Carl Malamud of Public.Resource.org is using a $2 million grant from Google to put primary legal information online such as city laws and codes, Friday Sept. 24, 2010 in Sebastopol. (Kent Porter / Press Democrat) 2010

Sebastopol digital innovator wins $2 million Google grant

Carl Malamud, a digital provocateur, has been lighting fires under government bureaucrats for nearly two decades.

On Friday, the Bodega resident received two million more matchsticks to encourage U.S. governments and municipalities to innovate online.

Google awarded $2 million to Malamud's nonprofit group, Public.Resource.Org. It was one of five organizations to share $10 million in prize money awarded "for ideas to change the world."

Malamud's idea is to make government more transparent by pressuring officials to post online legal rulings, building codes and other underpinnings of American civic life in a format accessible to anyone.

"That's the raw material of our democracy," Malamud, 51, said Friday from his office in Sebastopol. "All legal materials in the United States should be available."

Currently, the amount of information placed online by governments from the federal level to city halls is inconsistent, and often in format that are not easily searched or compiled into databases.

Plus, much of the public material that is online is on sites that charge people for access, such as the federally run PACER database that charges 8-cents per page for court documents.

Malamud plans to spend some of the $2 million from Google to work with Sonoma County and local cities to get all local laws such as building codes and city ordinances online.

The money could not have come at a better time for Malamud.
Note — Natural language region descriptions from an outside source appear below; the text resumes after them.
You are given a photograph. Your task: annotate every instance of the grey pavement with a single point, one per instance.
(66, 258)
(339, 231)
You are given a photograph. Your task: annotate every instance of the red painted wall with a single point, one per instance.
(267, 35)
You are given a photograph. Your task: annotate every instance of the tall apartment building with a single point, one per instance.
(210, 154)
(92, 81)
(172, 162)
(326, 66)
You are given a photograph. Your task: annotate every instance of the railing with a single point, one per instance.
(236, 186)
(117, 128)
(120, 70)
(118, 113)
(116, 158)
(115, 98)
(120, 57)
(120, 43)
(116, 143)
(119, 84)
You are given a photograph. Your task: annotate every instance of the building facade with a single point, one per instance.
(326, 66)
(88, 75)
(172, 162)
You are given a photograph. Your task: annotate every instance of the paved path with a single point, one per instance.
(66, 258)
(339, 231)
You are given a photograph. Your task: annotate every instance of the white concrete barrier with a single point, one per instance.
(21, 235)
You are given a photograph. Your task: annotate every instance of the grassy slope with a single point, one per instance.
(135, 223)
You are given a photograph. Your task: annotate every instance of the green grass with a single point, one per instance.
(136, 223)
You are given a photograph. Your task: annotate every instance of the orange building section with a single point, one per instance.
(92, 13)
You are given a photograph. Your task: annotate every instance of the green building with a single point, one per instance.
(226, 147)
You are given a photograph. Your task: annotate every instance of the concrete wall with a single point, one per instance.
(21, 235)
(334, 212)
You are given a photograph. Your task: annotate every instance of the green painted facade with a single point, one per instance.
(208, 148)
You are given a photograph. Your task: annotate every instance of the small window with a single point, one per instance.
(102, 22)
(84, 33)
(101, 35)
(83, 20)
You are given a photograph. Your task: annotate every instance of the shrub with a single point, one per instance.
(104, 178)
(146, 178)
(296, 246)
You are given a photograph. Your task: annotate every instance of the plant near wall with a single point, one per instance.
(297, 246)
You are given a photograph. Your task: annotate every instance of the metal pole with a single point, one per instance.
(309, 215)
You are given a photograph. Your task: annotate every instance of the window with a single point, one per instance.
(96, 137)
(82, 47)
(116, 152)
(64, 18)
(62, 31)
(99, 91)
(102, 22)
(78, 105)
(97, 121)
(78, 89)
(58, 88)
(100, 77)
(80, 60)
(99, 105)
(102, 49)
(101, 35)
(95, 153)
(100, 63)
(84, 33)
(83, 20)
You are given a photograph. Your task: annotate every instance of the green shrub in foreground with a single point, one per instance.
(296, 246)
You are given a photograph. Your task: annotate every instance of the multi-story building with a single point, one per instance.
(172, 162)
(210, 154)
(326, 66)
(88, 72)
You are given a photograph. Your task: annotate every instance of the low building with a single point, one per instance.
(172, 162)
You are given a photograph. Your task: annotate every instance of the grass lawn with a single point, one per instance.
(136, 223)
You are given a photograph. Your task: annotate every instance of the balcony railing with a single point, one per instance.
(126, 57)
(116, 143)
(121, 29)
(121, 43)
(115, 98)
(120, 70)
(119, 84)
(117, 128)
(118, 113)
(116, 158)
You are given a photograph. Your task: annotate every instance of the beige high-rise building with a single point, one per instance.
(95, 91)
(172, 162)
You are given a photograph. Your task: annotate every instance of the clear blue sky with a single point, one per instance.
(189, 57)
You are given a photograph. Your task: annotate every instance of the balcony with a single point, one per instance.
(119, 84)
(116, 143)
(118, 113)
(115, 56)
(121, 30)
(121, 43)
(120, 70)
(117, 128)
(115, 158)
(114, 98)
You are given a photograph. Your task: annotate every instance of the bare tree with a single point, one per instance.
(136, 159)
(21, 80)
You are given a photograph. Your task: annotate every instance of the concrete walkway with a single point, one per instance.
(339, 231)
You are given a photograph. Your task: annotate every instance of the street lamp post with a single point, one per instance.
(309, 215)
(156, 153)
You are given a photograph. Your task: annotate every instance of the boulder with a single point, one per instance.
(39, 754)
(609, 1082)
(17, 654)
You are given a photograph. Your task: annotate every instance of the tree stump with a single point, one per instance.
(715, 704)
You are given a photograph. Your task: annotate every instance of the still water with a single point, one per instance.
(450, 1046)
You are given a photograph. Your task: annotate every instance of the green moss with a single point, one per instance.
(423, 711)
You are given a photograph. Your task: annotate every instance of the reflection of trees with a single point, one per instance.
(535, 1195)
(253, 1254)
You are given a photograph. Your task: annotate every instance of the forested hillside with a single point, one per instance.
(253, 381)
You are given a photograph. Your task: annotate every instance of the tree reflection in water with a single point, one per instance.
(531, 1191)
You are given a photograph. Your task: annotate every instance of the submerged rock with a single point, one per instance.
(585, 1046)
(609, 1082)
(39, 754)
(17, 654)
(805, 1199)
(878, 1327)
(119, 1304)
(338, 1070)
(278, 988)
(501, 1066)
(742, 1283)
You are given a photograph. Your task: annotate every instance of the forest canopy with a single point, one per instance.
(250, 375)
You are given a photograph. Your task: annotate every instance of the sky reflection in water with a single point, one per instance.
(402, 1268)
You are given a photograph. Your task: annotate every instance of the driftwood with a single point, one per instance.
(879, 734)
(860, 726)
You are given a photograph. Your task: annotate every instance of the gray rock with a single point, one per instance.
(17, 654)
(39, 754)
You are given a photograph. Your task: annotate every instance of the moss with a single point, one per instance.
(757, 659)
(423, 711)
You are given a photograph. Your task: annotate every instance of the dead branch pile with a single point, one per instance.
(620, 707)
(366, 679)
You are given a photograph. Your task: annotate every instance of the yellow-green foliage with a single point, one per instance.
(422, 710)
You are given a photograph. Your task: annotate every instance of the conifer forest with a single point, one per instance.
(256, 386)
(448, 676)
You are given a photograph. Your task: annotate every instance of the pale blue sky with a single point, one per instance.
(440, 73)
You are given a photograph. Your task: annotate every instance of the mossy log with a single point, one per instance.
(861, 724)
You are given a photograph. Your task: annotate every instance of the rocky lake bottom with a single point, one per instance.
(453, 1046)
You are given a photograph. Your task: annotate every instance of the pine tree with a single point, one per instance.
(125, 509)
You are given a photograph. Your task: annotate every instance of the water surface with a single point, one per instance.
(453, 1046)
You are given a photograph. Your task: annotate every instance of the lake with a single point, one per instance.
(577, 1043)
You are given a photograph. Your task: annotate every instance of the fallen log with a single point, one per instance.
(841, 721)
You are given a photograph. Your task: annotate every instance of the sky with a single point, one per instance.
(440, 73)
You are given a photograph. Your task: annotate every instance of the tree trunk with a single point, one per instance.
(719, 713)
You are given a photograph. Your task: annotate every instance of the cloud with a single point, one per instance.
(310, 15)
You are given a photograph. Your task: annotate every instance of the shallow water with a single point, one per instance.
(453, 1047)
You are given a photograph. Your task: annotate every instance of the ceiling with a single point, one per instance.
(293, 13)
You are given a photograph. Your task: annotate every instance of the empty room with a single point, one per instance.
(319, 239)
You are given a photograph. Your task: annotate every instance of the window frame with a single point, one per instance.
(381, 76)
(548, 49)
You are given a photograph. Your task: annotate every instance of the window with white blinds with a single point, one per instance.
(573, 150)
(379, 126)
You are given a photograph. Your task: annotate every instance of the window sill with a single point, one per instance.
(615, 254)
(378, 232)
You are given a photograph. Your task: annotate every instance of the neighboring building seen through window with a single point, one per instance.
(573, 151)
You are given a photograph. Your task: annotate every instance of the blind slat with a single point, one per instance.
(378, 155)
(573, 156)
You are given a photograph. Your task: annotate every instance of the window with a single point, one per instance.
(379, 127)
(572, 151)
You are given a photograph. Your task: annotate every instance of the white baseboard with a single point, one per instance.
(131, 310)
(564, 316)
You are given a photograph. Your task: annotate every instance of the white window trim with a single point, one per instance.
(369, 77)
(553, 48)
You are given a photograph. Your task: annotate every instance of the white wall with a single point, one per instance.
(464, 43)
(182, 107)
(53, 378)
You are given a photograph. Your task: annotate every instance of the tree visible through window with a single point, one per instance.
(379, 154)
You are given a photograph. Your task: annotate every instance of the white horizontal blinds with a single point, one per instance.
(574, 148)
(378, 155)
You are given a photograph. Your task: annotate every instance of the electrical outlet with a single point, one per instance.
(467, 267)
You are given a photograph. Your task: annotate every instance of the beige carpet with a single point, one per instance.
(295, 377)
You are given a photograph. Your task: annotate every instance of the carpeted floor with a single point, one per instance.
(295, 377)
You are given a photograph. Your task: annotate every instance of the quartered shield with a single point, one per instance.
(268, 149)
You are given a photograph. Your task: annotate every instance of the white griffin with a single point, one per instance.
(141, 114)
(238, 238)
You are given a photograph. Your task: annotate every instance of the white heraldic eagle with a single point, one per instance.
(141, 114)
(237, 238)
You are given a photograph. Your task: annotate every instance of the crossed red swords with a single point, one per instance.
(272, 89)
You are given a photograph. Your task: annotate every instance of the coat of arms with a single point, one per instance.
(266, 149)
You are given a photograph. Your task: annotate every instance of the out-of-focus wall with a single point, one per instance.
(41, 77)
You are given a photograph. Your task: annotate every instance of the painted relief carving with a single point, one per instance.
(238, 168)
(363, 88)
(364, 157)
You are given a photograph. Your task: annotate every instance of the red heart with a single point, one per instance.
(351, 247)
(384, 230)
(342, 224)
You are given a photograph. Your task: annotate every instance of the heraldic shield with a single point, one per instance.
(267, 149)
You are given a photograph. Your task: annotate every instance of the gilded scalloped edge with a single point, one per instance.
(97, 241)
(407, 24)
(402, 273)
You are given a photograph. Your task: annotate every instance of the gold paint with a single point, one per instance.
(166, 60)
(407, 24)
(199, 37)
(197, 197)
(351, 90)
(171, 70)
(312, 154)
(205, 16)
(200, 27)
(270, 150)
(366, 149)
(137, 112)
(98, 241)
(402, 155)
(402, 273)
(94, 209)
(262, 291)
Public.Resource.Org was down to its last $2,000.

"I was really sucking wind," Malamud said. "This is huge. This is two years plus of financing."

Malamud has a track record of prodding governments to innovate. In 1994, he pushed the U.S. Securities and Exchange Commission to post corporate filings online, opening the door for companies such as Google and Yahoo to create elaborate financial Web sites where people can access quarterly earnings reports.

In 2008, Malamud helped convince the state of Oregon to stop claiming copyright over its laws, meaning anyone could legally publish the material on their websites. Malamud is now pushing California officials to drop their claim of copyright over the California Code, which is a massive collection of state law. He digitally scanned a stack of the code that weighed 150 pounds, and now anyone can download the 33,000 pages from public.resource.org.

More recently he testified before Congress on how to make government more accessible in the digital age. He worked with the National Archive and others to help improve the online publication of the Federal Register. And he has put more than 4,000 government-owned movies online, attracting nearly 10 million views on Youtube.com and his site, FedFlix.

He also made an unsuccessful bid to be named Public Printer of the United States.

Malamud is the only staff employee at his nonprofit, which is located in the O'Reilly Media offices in Sebastopol. But he collaborates with tech veterans such as Tim O'Reilly and has a long-standing relationship with Google and other Internet heavyweights.

"We were confident (Public.Resource.org) would be able to use this money to make a difference," said Jamie Yood, a Google spokesman.

Google, which announced the $10 million award program s in 2008, received more than 150,000 entries from 170 countries.

With his coffers refilled, Malamud plans to use North Bay governments to establish best practices for getting local laws online.

"We want to use Sonoma County and the North Bay as a petri dish," he said. "We have to do this someplace and we're starting in our back yard."

While many local governments such as Sonoma County have placed their municipal codes online, Malamud wants to aggregate it and ensure it is in a digital format that can be easily compiled in a larger database.

"We are going to find the holes and get that stuff online," he said. "We want to gain experience as to what standards should be used and learn what it will take to scale that up over time."

If the information was in a standard and free format it would enable Internet entrepreneurs to design a simple, straightforward website for accessing public information across cities and counties. Currently, many government sites are clunky and not intuitive, and there is no standard layout so people have to learn how to navigate each municipality's site.

Malamud does not plan to design the most usable website. His goal is to determine the best way to provide government data in bulk so others can have access to it and design the most usable website.

"Our speciality is bulk access so any computer programmer can take this stuff and start working with it," he said. "Our primary focus is not end users. Our site is a like a big old loading dock for data."

The amount of government data just within the North Bay is massive. Malamud's task won't be easy.

Sonoma County Supervisor Efren Carrillo said he and the county are behind Malamud.

"Making information readily available to the public is one of the pillars of having a transparent government, and a government that is effective," Carrillo said. "We are thankful for Google for choosing a local company."

Malamud said his first step is to determine what information is available, and phase two is to begin collecting and publishing the easily obtained material. Phase three will be to process the more difficult material, such as court rulings from Sonoma County Superior Court, which are currently not online.

"There are issues of privacy when you start posting things," he said. "Bottom line, the goal is get as much of the law of Sonoma and surrounding counties online as possible. We may or may not reach that goal, but we are certainly going to try."